Evergrande è attualmente l'azienda più indebitata al mondo , con oltre 300 miliardi di dollari di debiti. La società immobiliare è andata in default sul suo debito estero alla fine del 2021, diventando un esempio emblematico della crisi del mercato immobiliare cinese.

Due ville del valore di oltre 192 milioni di dollari a Hong Kong, appartenenti a Hui Ka-yin, presidente del gruppo Evergrande, sono state sequestrate dai creditori (Foto: Forbes).

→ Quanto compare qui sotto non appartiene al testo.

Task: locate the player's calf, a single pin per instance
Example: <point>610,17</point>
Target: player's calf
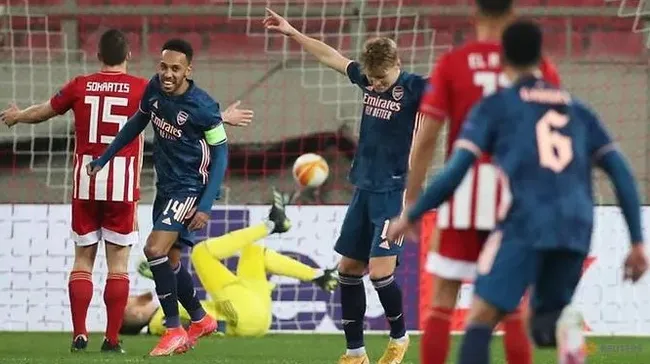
<point>116,293</point>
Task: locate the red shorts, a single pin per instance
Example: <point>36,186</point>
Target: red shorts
<point>114,222</point>
<point>458,251</point>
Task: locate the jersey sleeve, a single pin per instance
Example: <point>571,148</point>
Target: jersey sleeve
<point>63,100</point>
<point>478,131</point>
<point>435,100</point>
<point>145,102</point>
<point>600,141</point>
<point>355,74</point>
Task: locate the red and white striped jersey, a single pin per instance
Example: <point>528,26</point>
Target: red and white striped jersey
<point>460,79</point>
<point>102,103</point>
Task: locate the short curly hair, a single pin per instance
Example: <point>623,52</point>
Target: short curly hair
<point>379,54</point>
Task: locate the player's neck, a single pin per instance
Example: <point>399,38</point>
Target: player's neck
<point>114,69</point>
<point>490,29</point>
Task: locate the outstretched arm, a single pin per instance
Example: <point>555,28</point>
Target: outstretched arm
<point>324,53</point>
<point>130,131</point>
<point>32,115</point>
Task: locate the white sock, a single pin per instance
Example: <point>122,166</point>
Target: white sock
<point>270,225</point>
<point>356,352</point>
<point>400,340</point>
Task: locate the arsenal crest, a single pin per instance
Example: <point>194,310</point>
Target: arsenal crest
<point>398,93</point>
<point>181,118</point>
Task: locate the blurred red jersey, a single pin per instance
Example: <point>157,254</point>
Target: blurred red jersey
<point>459,80</point>
<point>102,103</point>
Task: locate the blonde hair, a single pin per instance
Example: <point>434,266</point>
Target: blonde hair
<point>379,54</point>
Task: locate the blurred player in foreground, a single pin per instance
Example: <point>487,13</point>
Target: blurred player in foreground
<point>391,98</point>
<point>104,207</point>
<point>544,142</point>
<point>241,301</point>
<point>459,80</point>
<point>190,156</point>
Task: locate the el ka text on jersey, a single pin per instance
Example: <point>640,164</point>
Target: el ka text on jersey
<point>378,107</point>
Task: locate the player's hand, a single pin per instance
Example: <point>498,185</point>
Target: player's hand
<point>92,169</point>
<point>9,116</point>
<point>276,23</point>
<point>199,219</point>
<point>401,227</point>
<point>237,117</point>
<point>636,263</point>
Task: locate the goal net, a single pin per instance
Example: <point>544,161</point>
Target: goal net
<point>300,106</point>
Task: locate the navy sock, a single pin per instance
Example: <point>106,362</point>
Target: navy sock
<point>353,309</point>
<point>187,293</point>
<point>165,280</point>
<point>390,296</point>
<point>475,348</point>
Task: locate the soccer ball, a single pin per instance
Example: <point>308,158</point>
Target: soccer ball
<point>310,170</point>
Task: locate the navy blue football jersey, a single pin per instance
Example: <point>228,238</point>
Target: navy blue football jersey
<point>387,123</point>
<point>544,141</point>
<point>181,154</point>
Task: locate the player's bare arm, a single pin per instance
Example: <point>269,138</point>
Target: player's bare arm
<point>136,125</point>
<point>324,53</point>
<point>422,152</point>
<point>235,116</point>
<point>32,115</point>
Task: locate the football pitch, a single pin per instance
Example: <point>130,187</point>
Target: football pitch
<point>53,348</point>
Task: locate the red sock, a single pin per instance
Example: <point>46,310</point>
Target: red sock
<point>116,293</point>
<point>435,340</point>
<point>516,342</point>
<point>80,290</point>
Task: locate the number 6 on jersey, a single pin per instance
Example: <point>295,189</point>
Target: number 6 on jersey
<point>555,149</point>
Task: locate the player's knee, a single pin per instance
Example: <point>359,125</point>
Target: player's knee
<point>543,329</point>
<point>117,258</point>
<point>84,258</point>
<point>380,267</point>
<point>351,266</point>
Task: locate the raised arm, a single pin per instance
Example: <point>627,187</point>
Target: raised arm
<point>32,115</point>
<point>324,53</point>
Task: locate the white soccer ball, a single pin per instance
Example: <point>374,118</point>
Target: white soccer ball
<point>310,170</point>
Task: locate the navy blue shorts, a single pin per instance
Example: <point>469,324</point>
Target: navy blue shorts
<point>366,222</point>
<point>507,267</point>
<point>170,213</point>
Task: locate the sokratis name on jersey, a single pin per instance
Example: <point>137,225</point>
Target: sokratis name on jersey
<point>120,87</point>
<point>165,128</point>
<point>377,107</point>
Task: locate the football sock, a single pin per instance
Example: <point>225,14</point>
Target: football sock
<point>516,342</point>
<point>353,309</point>
<point>283,265</point>
<point>390,296</point>
<point>116,294</point>
<point>165,280</point>
<point>187,294</point>
<point>475,348</point>
<point>435,340</point>
<point>227,245</point>
<point>80,291</point>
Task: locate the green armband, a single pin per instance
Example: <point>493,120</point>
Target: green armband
<point>216,136</point>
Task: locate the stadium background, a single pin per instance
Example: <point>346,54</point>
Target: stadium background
<point>300,107</point>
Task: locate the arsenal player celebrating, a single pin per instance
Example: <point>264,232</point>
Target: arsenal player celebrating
<point>459,80</point>
<point>103,206</point>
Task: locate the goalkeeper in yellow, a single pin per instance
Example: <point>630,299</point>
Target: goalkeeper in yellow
<point>241,301</point>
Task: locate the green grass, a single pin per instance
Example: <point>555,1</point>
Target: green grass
<point>49,348</point>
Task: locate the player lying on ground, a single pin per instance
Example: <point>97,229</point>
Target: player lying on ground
<point>190,156</point>
<point>544,141</point>
<point>241,301</point>
<point>391,97</point>
<point>459,80</point>
<point>107,211</point>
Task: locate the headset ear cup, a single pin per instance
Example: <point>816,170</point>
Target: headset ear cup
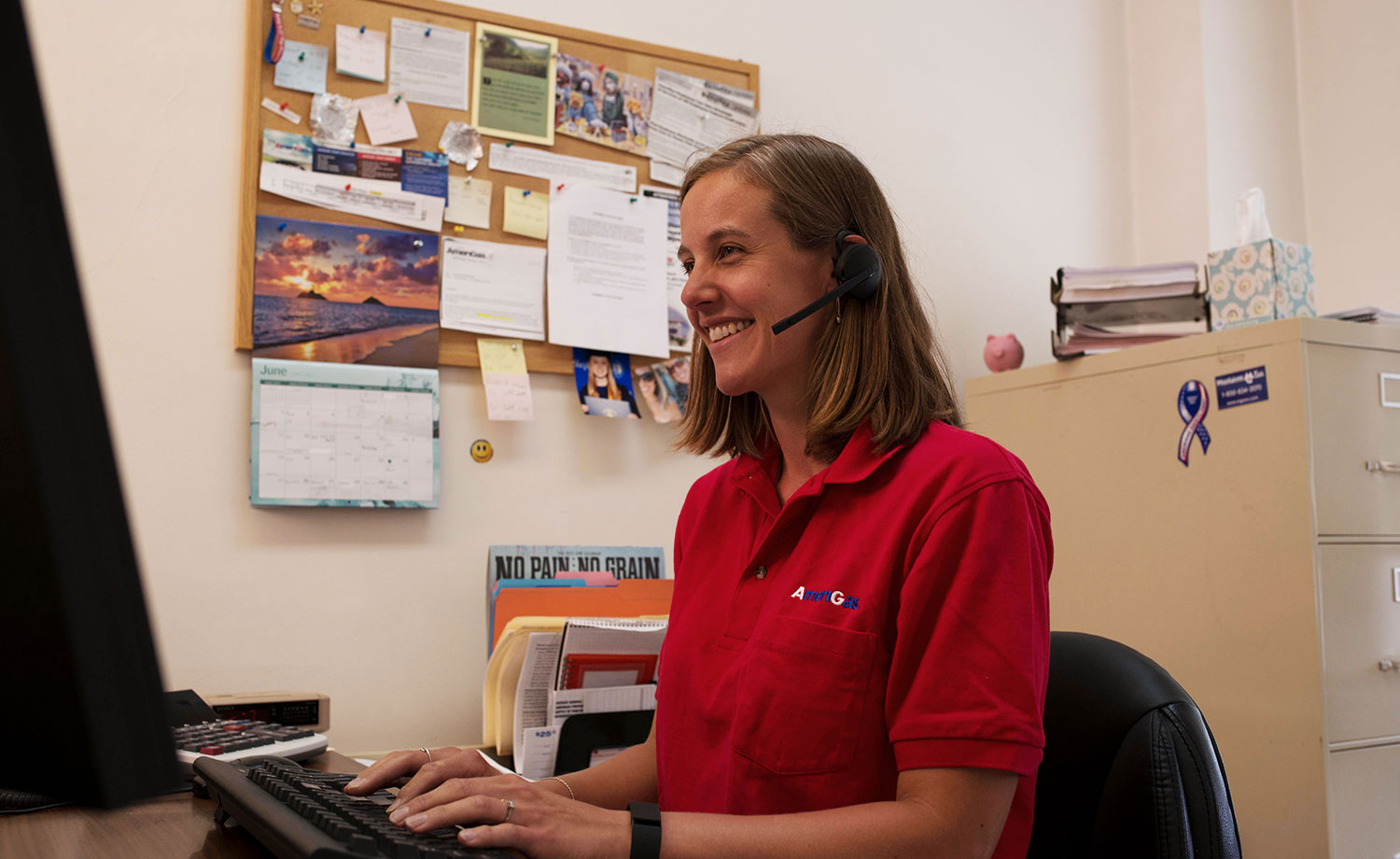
<point>859,262</point>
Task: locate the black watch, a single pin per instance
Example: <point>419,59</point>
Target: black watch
<point>646,830</point>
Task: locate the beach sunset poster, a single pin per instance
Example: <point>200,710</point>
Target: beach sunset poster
<point>349,294</point>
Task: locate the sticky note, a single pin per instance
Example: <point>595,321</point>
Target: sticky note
<point>386,120</point>
<point>468,202</point>
<point>526,213</point>
<point>500,355</point>
<point>506,381</point>
<point>358,52</point>
<point>302,66</point>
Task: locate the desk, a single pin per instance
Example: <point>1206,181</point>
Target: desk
<point>178,824</point>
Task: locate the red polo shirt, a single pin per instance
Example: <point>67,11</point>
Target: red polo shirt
<point>892,615</point>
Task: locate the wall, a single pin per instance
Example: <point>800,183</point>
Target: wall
<point>1001,134</point>
<point>1349,86</point>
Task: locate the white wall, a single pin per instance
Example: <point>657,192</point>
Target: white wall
<point>1349,84</point>
<point>1000,131</point>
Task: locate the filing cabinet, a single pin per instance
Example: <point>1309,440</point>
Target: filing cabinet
<point>1263,570</point>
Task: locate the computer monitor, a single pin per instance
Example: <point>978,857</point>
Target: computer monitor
<point>83,716</point>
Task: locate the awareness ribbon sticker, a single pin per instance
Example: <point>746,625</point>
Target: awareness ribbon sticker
<point>1192,403</point>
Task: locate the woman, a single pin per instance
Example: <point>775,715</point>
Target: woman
<point>859,640</point>
<point>601,384</point>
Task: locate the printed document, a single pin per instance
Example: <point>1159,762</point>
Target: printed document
<point>428,63</point>
<point>493,288</point>
<point>608,271</point>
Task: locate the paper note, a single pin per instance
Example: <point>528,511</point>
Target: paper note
<point>428,63</point>
<point>343,435</point>
<point>371,198</point>
<point>691,114</point>
<point>302,67</point>
<point>493,288</point>
<point>506,380</point>
<point>294,118</point>
<point>360,52</point>
<point>526,213</point>
<point>386,118</point>
<point>529,162</point>
<point>468,202</point>
<point>607,271</point>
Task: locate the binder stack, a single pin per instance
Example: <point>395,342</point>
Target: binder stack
<point>1111,308</point>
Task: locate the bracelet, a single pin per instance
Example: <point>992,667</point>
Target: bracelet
<point>554,778</point>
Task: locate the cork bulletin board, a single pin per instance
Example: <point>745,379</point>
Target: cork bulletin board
<point>455,346</point>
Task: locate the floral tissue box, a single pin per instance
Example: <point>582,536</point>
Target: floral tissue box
<point>1260,282</point>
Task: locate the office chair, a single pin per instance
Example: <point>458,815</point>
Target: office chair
<point>1130,766</point>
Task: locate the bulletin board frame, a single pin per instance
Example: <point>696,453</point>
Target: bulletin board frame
<point>455,347</point>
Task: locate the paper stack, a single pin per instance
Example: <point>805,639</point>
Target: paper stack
<point>1111,308</point>
<point>546,669</point>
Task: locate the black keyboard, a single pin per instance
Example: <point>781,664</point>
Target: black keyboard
<point>305,814</point>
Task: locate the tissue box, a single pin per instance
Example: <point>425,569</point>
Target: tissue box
<point>1260,282</point>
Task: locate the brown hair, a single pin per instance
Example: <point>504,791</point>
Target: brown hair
<point>879,363</point>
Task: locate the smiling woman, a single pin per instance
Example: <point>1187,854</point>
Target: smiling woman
<point>859,640</point>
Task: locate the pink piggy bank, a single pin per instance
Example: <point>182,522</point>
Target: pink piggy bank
<point>1002,353</point>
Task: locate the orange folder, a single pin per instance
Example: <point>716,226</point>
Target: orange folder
<point>630,598</point>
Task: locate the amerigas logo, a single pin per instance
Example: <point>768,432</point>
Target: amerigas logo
<point>834,598</point>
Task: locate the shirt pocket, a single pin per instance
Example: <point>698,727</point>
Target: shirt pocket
<point>800,697</point>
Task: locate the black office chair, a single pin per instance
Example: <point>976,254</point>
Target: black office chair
<point>1130,766</point>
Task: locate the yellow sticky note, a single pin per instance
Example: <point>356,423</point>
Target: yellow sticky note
<point>500,355</point>
<point>526,213</point>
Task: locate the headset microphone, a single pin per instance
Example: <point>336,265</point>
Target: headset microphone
<point>859,271</point>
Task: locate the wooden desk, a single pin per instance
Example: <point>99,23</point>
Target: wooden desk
<point>178,824</point>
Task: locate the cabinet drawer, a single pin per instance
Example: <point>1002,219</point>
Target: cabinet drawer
<point>1351,428</point>
<point>1360,628</point>
<point>1364,803</point>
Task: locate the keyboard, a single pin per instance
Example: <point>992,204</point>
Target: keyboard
<point>305,814</point>
<point>234,739</point>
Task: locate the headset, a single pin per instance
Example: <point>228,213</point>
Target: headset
<point>857,269</point>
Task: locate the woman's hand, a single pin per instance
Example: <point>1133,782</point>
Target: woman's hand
<point>461,788</point>
<point>509,811</point>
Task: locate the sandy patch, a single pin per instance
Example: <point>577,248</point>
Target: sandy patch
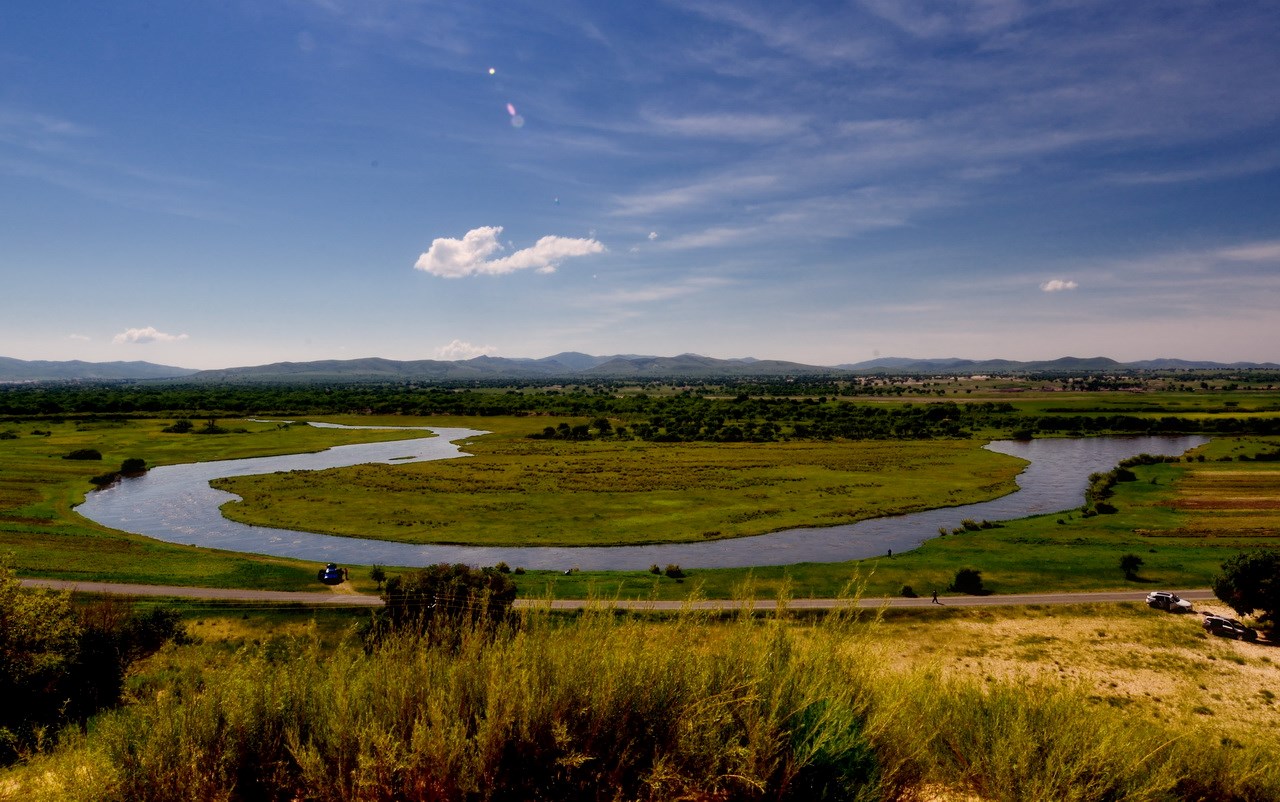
<point>1146,661</point>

Il 30 ottobre, l'Alta Corte di Hong Kong ha annunciato il rinvio dell'udienza con Evergrande al 4 dicembre. Tale udienza rappresenterà il termine ultimo per la decisione sulla liquidazione degli asset di Evergrande. La società dovrà presentare una proposta di ristrutturazione specifica entro tale data, pena il rischio di fallimento.
In precedenza, secondo fonti di Bloomberg , anche il presidente di Evergrande, Xu Jiayin, era agli arresti domiciliari. Questa mossa delle autorità cinesi suggerisce che Evergrande potrebbe essere coinvolta in un'indagine penale.
Inoltre, anche Hengda Real Estate, una filiale chiave di Evergrande, è sotto inchiesta, il che paralizza la capacità di Evergrande di emettere nuove obbligazioni per i suoi creditori esteri.